Geweld tegen overheidsdienaren bij uitzetting vreemdelingen aangepakt
Vreemdelingen die bij hun uitzetting uit Nederland geweld gebruiken tegen overheidsdienaren worden aangepakt. Dat schrijft minister van Justitie Ernst Hirsch Ballin vandaag aan de Tweede Kamer. De minister reageert hiermee op bevindingen van de Commissie Integraal Toezicht Terugkeer (CITT) dat het geweld dat vreemdelingen gebruiken bij hun uitzetting toeneemt.
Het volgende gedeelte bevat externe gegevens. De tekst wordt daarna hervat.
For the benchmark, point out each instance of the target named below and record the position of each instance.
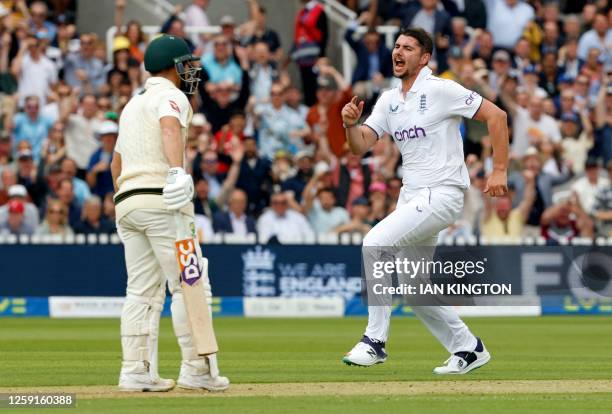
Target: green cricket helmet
(170, 51)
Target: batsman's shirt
(425, 126)
(143, 162)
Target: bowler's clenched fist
(352, 111)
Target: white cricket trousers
(148, 236)
(418, 218)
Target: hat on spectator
(530, 70)
(16, 206)
(378, 186)
(455, 52)
(227, 20)
(198, 119)
(531, 152)
(302, 154)
(24, 154)
(360, 201)
(327, 83)
(120, 43)
(54, 169)
(570, 117)
(591, 162)
(501, 55)
(107, 128)
(17, 190)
Om te voorkomen dat overheidsdienaren worden bespuugd en gebeten wordt in 2010 een pilot uitgevoerd om vreemdelingen die geweld gebruiken een gezichtsmasker op te zetten. Daarnaast gaat de minister bekijken of het mogelijk is om vreemdelingen die herhaaldelijk geweld hebben gebruikt ongewenst vreemdeling te verklaren. Door ongewenstverklaring wordt terugkeer en verblijf in Nederland strafbaar gesteld.
Jaarlijks wordt ongeveer vier procent van de uitzettingen geannuleerd omdat de vreemdeling geweld gebruikt bij zijn uitzetting. Om een effectief uitzetbeleid te kunnen hanteren is het van groot belang dat Nederland daadkrachtig en indien noodzakelijk met gebruik van alle gelegitimeerde middelen optreedt.
Om te voorkomen dat uitgeprocedeerden hun vertrek frustreren door op het allerlaatste moment nieuwe verblijfsaanvragen in te dienen, gaat de minister ook kijken of het mogelijk is om ter plekke meer capaciteit aanwezig te hebben om direct op de aanvraag te beslissen.
De CITT is ingesteld met als doel toezicht te houden op het totale terugkeerproces. De CITT rapporteert en adviseert de betrokken bewindslieden van Justitie, Defensie en Binnenlandse Zaken en Koninkrijksrelaties.